O CONCELHO DAS ESFINGES
Ora bem. Estão uma data de esfinges no mesmo lugar que ficou sem tempo. Ou som, um som como não outro som – que se poderia intrometer, não o fez. Todos as procuravam e nunca as encontraram. Estas filhas do céu, feitas pelo mosto e lama das fundações das antigas montanhas. Mas isso foi ainda antes. O mundo não era o mundo, os sonhos resgatados aos crimes da vida ainda não se escreviam, se narravam, ou explicavam. Eram os mistérios encerrados dentro do segredo; evoluídos para os seus corpos colocarem eles próprios mais uma questão, e Miguelti ousou falar
- Não fui eu. Ela agarrou-me, e caímos. Quando me levantei estava morta.

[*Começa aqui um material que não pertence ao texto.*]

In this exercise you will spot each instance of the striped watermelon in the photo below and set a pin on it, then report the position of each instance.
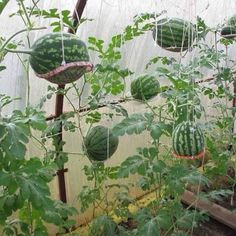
(48, 52)
(174, 34)
(145, 87)
(100, 143)
(188, 141)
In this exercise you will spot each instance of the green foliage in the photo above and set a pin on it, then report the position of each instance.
(3, 4)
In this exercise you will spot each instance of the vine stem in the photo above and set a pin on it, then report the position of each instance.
(26, 14)
(19, 32)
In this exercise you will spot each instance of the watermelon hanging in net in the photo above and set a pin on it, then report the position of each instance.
(100, 143)
(174, 34)
(188, 141)
(145, 87)
(60, 58)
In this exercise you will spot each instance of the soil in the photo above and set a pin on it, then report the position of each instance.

- Foi em legítima defesa! – Gritou o director destituído das suas funções visivelmente agitado. A mulher tesuda de barba escondera-se entre os sete gémeos escarlates que já tinham saído dos seus esconderijos, menos amedrontados, ou apenas com o desejo superior de não quererem perder os acontecimentos em primeira mão. Que, esses, olhavam todos para cima, fitando as esfinges de bocas abertas e braços caídos numa tranquila forma de estupor. O mágico enfiara as mãos nos bolsos.
Os olhos da Dravo-esfinge escondiam cavalos-marinhos nas suas íris. Não era?
- Como te chamas?
- Miguelti – disse, olhando para a Dravo-esfinge e os seus robes de pele maleável. Será que o podiam matar por dar uma resposta errada, mesmo, mesmo não sabendo eles próprios a resposta? E como seria isso possível
- O gajo está a mentir! – Berrou um dos sete gémeos escarlates – o nome dele é José Matias!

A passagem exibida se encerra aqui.